Improved Consumer Credit Inspires Card Portfolio Sales at High

The market for bank credit card loans has picked up, as an improvement in consumer credit quality has driven up premiums for sellers.

Among the biggest companies seeking to take advantage of the favorable conditions is KeyCorp of Cleveland, which has decided that with $1.3 billion of card loans it does not have sufficient scale to compete with industry-leading portfolios many times that size.

Also on the selling block is Partners First, a Baltimore-based joint venture that had to respond to the fact that one of its owners, BankBoston Corp., recently pulled out in conjunction with its merger into Fleet Financial Group.

Buyers of card portfolios with $15 million or more of receivables are paying average premiums of 16.2%, up from 13.1% at this time last year, said Robert K. Hammer, an investment banker in Thousand Oaks, Calif., who brokers credit card deals and keeps statistics on this market.

Twenty portfolios worth about $15 billion have been sold this year, and another $9 billion of receivables are in the pipeline to be sold, Mr. Hammer said.

This year's volume is short of the $32.29 billion of credit card assets sold last year, but Mr. Hammer said activity usually picks up in the fourth quarter, when companies decide "to book income into a year that might need it."

Indicating that bank industry consolidation still has a way to go, the owners of six of the 20 largest bank card programs are evaluating sales of some or all of their portfolios, said Mr. Hammer, chairman and chief executive officer of R.K. Hammer Investment Bankers.

The acquisition strategy has been adopted by large companies that view this as the most feasible route to receivables growth, Mr. Hammer said. "It has been a seller's market for some time," he said, "but it is more pronounced right now because of good credit quality."

A number of factors -- including the decline in bankruptcy filings and in delinquent credit card payments -- have made portfolios healthier and raised their prices.

The number of people filing for bankruptcy is expected to decline this year for the first time since 1995, to 1.3 million from last year's record of 1.4 million petitions filed.

Also, delinquencies are falling. As of June 30, according to an American Bankers Association report, 3.33% of bank card accounts were at least 30 days past due, down from 3.58% three months earlier.

Another factor fueling portfolio sales is that Wall Street simply likes these deals, said Leigh Allen, director of Salomon Smith Barney, a firm that handles many of the largest transactions. "People who sell are seen as prudent, so the market gives kudos to companies that recognize that they can't compete. But buyers are also given kudos for effecting the industry consolidation."

Mr. Allen pointed to a number of deals completed this year in which the stock prices of the both the sellers and buyers went up.
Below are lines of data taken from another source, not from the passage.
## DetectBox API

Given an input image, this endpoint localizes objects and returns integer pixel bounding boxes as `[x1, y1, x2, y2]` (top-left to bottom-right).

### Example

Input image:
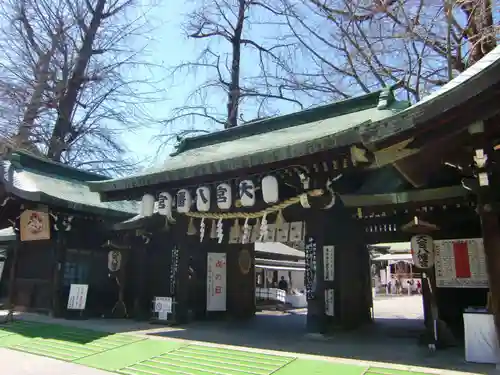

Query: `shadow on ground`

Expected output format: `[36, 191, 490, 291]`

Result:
[149, 314, 491, 372]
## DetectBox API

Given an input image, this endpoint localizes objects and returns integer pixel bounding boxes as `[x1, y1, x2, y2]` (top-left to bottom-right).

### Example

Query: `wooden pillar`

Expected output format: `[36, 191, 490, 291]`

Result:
[305, 198, 372, 333]
[171, 216, 196, 324]
[6, 239, 21, 321]
[469, 122, 500, 342]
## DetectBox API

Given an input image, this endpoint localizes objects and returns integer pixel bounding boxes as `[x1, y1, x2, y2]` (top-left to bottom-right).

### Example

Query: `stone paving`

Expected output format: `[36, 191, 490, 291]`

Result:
[0, 348, 112, 375]
[0, 296, 495, 375]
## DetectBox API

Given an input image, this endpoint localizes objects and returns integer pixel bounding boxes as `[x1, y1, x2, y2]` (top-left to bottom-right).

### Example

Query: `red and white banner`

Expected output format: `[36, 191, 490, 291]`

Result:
[434, 238, 488, 288]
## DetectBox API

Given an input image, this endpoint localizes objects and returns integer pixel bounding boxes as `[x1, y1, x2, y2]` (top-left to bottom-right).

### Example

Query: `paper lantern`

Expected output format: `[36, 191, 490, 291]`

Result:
[108, 250, 122, 272]
[196, 186, 210, 212]
[261, 176, 279, 204]
[216, 183, 233, 210]
[411, 234, 434, 269]
[176, 189, 193, 214]
[239, 180, 255, 207]
[158, 192, 174, 216]
[140, 194, 155, 217]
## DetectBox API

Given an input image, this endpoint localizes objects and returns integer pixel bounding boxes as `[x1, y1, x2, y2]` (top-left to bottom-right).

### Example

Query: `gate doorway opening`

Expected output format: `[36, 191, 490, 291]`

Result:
[370, 242, 426, 337]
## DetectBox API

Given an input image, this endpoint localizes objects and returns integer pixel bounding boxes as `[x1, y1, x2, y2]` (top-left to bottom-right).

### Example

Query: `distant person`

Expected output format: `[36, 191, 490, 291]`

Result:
[278, 276, 288, 292]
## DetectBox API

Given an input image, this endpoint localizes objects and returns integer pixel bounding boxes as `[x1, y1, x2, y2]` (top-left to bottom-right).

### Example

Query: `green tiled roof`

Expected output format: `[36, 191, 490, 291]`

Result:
[90, 89, 408, 191]
[0, 152, 137, 217]
[361, 46, 500, 144]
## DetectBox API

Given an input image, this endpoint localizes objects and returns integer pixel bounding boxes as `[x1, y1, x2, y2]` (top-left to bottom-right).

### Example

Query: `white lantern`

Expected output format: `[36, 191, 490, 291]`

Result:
[239, 180, 255, 207]
[177, 189, 193, 214]
[262, 176, 279, 204]
[411, 234, 434, 269]
[140, 194, 155, 217]
[158, 192, 174, 216]
[196, 186, 210, 212]
[216, 183, 233, 210]
[108, 250, 122, 272]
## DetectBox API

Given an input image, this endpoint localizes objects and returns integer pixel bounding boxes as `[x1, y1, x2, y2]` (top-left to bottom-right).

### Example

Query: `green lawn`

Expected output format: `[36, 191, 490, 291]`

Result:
[0, 321, 442, 375]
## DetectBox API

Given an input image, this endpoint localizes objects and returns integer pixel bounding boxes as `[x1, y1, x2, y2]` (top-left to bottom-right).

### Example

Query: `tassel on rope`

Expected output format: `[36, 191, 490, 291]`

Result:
[241, 217, 250, 244]
[200, 217, 205, 242]
[210, 220, 217, 238]
[217, 219, 224, 243]
[187, 217, 196, 236]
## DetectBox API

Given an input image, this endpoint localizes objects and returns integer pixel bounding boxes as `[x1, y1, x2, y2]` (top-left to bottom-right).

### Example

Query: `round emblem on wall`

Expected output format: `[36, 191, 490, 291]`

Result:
[238, 249, 252, 275]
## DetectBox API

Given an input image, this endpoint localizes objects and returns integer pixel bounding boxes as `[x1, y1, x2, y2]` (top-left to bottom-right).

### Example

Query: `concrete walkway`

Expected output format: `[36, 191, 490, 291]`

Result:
[0, 296, 495, 375]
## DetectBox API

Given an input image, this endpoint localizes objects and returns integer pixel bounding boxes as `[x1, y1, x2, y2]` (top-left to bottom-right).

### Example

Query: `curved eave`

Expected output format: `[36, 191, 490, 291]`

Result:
[360, 46, 500, 150]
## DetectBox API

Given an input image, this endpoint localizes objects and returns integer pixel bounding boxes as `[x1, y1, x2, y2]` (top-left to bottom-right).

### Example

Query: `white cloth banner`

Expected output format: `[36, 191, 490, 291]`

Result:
[207, 253, 227, 311]
[67, 284, 89, 310]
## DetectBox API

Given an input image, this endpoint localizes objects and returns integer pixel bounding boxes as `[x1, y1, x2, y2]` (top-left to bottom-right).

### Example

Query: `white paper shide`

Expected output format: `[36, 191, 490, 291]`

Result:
[158, 192, 174, 216]
[196, 186, 210, 212]
[411, 234, 434, 269]
[207, 253, 227, 311]
[139, 194, 155, 217]
[67, 284, 89, 310]
[239, 180, 255, 207]
[215, 183, 233, 210]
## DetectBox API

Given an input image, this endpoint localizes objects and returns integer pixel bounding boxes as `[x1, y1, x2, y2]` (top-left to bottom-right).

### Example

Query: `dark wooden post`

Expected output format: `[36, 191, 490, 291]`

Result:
[5, 239, 21, 322]
[305, 197, 372, 333]
[464, 122, 500, 342]
[469, 122, 500, 342]
[52, 232, 66, 317]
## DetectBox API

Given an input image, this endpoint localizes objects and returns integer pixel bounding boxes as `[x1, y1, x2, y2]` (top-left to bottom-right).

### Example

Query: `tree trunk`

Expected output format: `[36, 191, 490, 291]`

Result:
[225, 0, 246, 129]
[47, 0, 106, 161]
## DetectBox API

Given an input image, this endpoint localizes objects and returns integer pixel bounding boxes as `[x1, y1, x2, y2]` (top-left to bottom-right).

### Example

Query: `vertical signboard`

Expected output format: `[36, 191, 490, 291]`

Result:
[323, 245, 335, 281]
[304, 236, 316, 300]
[207, 253, 227, 311]
[67, 284, 89, 310]
[434, 238, 488, 288]
[325, 289, 335, 316]
[169, 247, 179, 297]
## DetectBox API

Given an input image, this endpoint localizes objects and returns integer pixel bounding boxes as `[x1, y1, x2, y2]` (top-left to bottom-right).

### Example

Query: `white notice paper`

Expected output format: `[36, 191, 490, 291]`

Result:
[67, 284, 89, 310]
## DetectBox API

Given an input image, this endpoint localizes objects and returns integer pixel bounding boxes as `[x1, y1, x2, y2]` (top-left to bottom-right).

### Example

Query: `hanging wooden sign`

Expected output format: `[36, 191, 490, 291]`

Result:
[323, 245, 335, 281]
[158, 192, 174, 216]
[207, 253, 227, 311]
[170, 247, 179, 297]
[196, 186, 210, 212]
[410, 234, 434, 269]
[20, 210, 50, 241]
[140, 194, 155, 217]
[215, 183, 233, 210]
[176, 189, 193, 214]
[261, 176, 279, 204]
[325, 289, 335, 316]
[304, 236, 316, 300]
[239, 180, 255, 207]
KeyCorp spent nearly a year considering whether to sell its credit card business and formally told analysts last month about the likelihood of a sale. "It's not a significant-sized business in an industry that is consolidating around large players," said KeyCorp spokesman Bill Murschel.

Partners First was formed two years ago by BankBoston, Bank of Montreal's Chicago-based subsidiary Harris Bankcorp, and First Annapolis Consulting of Linthicum, Md. The venture's goal was to help banks with modest card portfolios stay in the business by outsourcing portfolio management services.

BankBoston's recent merger, which formed FleetBoston Financial Corp., led one of the two founding partners to withdraw. In an interview with American Banker in March, John R. Soderland, president and chief executive officer of Partners First, said the venture had $2 billion of receivables, just a start toward the $15 billion to $20 billion it had hoped to amass by 2003.

Bank of Montreal spokeswoman Denny Allen said Partners First "couldn't go on without a big capital infusion," an option her company vetoed.

"I'm not sure why Partners First has been unsuccessful, but it's not surprising given the fact that Bank of Montreal owns 90% of the company," said Donald M. Berman, president of Cardholder Management Services in Plainview, N.Y. The eventual aim "was to have various banks have ownership."

Smaller banks with portfolios of up to $50 million are also taking hard looks at their card businesses, said Eric Eberhard, vice president of National Loan Exchange Corp., a St. Louis company that handles deals of that size.

Mr. Hammer said the small-bank portfolios tend to have fewer credit-quality problems than those of large banks so that there is no desperation to sell. He said he sees the greatest activity in portfolios of $1 billion to $5 billion.

Industry sources said one example is a $1 billion package from Bank of America Corp., consisting of accounts outside its branch network. A spokeswoman for the Charlotte, N.C., holding company would not confirm or deny the rumor.